XI
La fin d’Anna
— Tu as réussi ton affaire ?
Mme Maigret s’étonnait de voir son mari de si méchante humeur. Elle tâtait le pardessus qu’elle venait de l’aider à retirer.
— Tu as encore circulé sous la pluie… Un jour, tu attraperas des douleurs et tu seras bien avancé !… Qu’est-ce que c’était, cette histoire-là ?… Un crime ?…
— Une affaire de famille !
— Et la jeune fille qui est venue te voir ?
— Une jeune fille ! Donne-moi mes pantoufles, veux-tu ?
— C’est bon ! Je ne te demanderai plus rien ! Du moins à ce sujet. Tu as bien mangé, au moins, à Givet ?
— Je ne sais pas…
C’était vrai ! Il se souvenait à peine des repas qu’il avait faits.
— Devine ce que je t’ai préparé ?
— Des quiches !
Ce n’était pas difficile à deviner, étant donné que toute la maison en était parfumée.
— Tu as faim ?
— Oui, ma chérie… En tout cas, j’aurai faim tout à l’heure… Raconte-moi ce qui s’est passé ici… À propos, l’affaire des meubles est arrangée…
Pourquoi, en regardant sa salle à manger, fixait-il toujours un même angle, où il n’y avait rien ? Il ne s’en rendit pas compte lui-même jusqu’au moment où sa femme lui dit :
— Tu as l’air de chercher quelque chose !
Alors, à haute voix, il s’écria :
— Parbleu ! Le piano…
— Quel piano ?
— Rien ! Tu ne peux pas comprendre… Tes quiches sont étonnantes…
— Ce serait bien la peine d’être Alsacienne pour ne pas savoir préparer des quiches… Seulement, si tu continues, tu ne m’en laisseras même pas un morceau… À propos de piano, les gens du quatrième…
Un an plus tard, Maigret pénétrait dans une maison d’exportation de la rue Poissonnière à la suite d’une affaire de faux billets de banque.
Les magasins étaient vastes, bourrés de marchandises, mais les bureaux étaient exigus.
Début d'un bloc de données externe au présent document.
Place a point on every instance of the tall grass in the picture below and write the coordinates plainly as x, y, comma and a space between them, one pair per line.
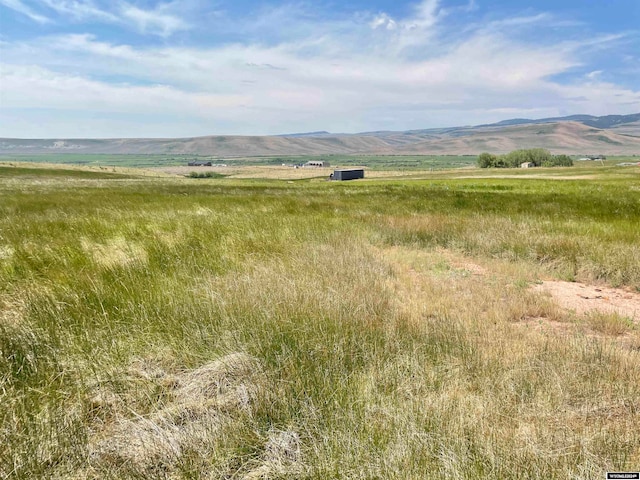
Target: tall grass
223, 329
— Je vais vous faire apporter le faux billet que j’ai découvert dans une liasse… dit le patron en appuyant sur un timbre.
Maigret regardait ailleurs. Il aperçut vaguement une jupe grise qui s’approchait du bureau, des jambes gainées de coton. Puis il leva la tête, resta un moment immobile à regarder le visage penché sur le bureau.
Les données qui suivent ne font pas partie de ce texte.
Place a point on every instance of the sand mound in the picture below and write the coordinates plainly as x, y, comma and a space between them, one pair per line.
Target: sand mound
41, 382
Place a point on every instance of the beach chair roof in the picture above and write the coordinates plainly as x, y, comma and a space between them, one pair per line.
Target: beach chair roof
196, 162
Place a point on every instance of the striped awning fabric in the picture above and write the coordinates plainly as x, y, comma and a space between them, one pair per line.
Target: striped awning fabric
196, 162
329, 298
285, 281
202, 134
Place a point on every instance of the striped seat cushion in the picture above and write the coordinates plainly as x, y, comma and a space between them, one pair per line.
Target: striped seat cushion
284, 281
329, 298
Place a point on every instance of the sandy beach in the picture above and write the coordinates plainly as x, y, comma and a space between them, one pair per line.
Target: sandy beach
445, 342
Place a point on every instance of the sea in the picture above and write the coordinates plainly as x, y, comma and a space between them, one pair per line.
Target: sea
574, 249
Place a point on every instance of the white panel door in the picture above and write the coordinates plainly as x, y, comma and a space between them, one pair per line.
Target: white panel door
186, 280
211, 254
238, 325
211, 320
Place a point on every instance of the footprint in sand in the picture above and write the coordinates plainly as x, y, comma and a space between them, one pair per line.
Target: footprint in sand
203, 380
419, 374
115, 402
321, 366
— Je vous remercie, mademoiselle Anna…
Et, comme le commissaire suivait l’employée du regard, le négociant expliqua :
— Elle a un peu l’air d’un dragon… Mais je vous souhaite une secrétaire comme celle-là !… Elle remplace exactement deux employés. Elle fait tout le courrier et elle trouve encore le temps d’assumer la tâche de comptable…
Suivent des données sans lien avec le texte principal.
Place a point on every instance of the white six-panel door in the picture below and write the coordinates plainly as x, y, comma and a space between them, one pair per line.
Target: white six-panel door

— Il y a longtemps que vous l’avez ?
— Une dizaine de mois.
— Elle est mariée ?
— Ah ! non ! C’est son péché mignon : une haine mortelle, qui s’étend à tous les hommes… Un jour, un collègue qui était venu me voir a tenté, en riant, de lui pincer la taille… Si vous aviez vu le coup d’œil qu’il a reçu…
« Elle arrive le matin à huit heures, parfois avant… Le soir, c’est elle qui ferme les portes… Elle doit être étrangère, car elle a un léger accent…
— Vous permettez que je lui dise quelques mots ?
— Je vais l’appeler.
— Non ! C’est dans son bureau que je voudrais…
Et Maigret franchit une porte vitrée. Le bureau donnait sur une cour encombrée de camions. Et toute la maison semblait subir la trépidation du flot d’autobus et d’autos déferlant dans la rue Poissonnière.
Anna était calme, comme tout à l’heure quand elle se penchait sur son patron, comme Maigret l’avait toujours connue. Elle devait maintenant avoir vingt-sept ans, mais elle en paraissait plutôt trente, car son teint n’avait plus la même fraîcheur, ses traits s’étaient fanés.
Dans deux ou trois ans, elle n’aurait plus d’âge. Dans dix, ce serait une vieille femme !
— Vous avez des nouvelles de votre frère ?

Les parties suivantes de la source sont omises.